According to the results of the latest version of The Nation’s Report Card, 66 percent of fourth graders, 70 percent of eighth graders, and 79 percent of twelfth graders did not score at the ‘proficient’ level or higher on the 2009 science assessment. Even more troubling is the high proportion of students who failed to achieve a ‘basic’ understanding of scientific concepts (28 percent of fourth graders, 37 percent of eighth graders, and 40 percent of 12 graders). Less than 2 percent of students in each of the grades achieved an ‘advanced’ score.

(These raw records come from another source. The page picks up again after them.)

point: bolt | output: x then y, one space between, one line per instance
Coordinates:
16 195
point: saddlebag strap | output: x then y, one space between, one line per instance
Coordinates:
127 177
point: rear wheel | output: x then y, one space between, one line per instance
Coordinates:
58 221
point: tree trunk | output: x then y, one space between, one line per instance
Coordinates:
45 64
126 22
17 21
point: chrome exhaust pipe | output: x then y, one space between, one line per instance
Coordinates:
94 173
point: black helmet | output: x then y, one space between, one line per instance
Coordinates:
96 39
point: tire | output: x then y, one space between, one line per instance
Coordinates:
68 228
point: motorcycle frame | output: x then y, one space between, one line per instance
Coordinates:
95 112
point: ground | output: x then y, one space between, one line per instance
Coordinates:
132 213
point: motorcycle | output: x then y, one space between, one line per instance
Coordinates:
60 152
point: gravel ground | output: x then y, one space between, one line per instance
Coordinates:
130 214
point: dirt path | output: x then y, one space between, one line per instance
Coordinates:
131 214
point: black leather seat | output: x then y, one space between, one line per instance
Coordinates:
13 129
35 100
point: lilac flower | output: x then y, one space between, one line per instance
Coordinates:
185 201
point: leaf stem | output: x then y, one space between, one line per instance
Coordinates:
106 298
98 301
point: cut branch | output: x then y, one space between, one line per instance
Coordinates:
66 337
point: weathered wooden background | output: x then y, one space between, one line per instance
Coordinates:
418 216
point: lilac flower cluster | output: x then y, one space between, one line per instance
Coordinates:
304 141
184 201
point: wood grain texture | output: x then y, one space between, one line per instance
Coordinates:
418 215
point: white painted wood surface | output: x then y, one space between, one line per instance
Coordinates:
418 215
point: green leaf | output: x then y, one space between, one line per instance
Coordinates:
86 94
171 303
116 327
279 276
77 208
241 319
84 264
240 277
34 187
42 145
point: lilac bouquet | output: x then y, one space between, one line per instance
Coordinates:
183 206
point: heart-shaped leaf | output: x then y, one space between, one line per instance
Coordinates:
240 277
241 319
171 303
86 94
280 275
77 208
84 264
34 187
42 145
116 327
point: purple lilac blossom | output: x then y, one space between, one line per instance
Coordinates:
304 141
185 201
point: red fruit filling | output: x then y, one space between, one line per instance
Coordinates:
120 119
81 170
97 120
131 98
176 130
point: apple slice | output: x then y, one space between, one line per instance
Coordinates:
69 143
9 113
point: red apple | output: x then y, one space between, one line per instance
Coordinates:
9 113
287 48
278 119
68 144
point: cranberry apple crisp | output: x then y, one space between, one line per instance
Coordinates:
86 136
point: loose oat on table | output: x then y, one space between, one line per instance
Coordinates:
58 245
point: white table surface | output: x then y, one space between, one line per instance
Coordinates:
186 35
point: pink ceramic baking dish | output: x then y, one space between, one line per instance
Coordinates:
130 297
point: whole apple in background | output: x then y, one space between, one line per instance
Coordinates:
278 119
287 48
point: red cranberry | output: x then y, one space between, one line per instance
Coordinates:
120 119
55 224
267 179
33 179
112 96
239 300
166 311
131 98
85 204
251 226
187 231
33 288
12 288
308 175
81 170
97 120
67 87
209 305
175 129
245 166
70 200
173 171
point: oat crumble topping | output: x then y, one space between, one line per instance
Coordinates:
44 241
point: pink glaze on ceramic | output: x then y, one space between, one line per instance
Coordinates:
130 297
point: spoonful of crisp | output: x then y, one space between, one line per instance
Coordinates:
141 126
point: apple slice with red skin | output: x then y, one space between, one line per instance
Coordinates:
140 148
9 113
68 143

The test results also highlight an achievement gap between male and female students, and among students of different races. Boys’ scores were significantly higher for all three grades. In general, white students scored higher than all other ethnicities, except for grade 12, where white and Asian/Pacific Islander students scored equally well. Additionally, the average score for northern states tended to be higher than the national average, whereas the average score for southern states tended to be lower than the national average. New Hampshire and Montana topped the state rankings; Mississippi ranked last.

The assessment is administered by the National Center for Education Statistics, a part of the Department of Education. The test measures students’ knowledge and abilities in physical, life, earth, and space sciences. Students’ scores are classified into three groups: basic, proficient, and advanced. Because of changes to the 2009 test, the most recent results cannot be compared with previous assessments.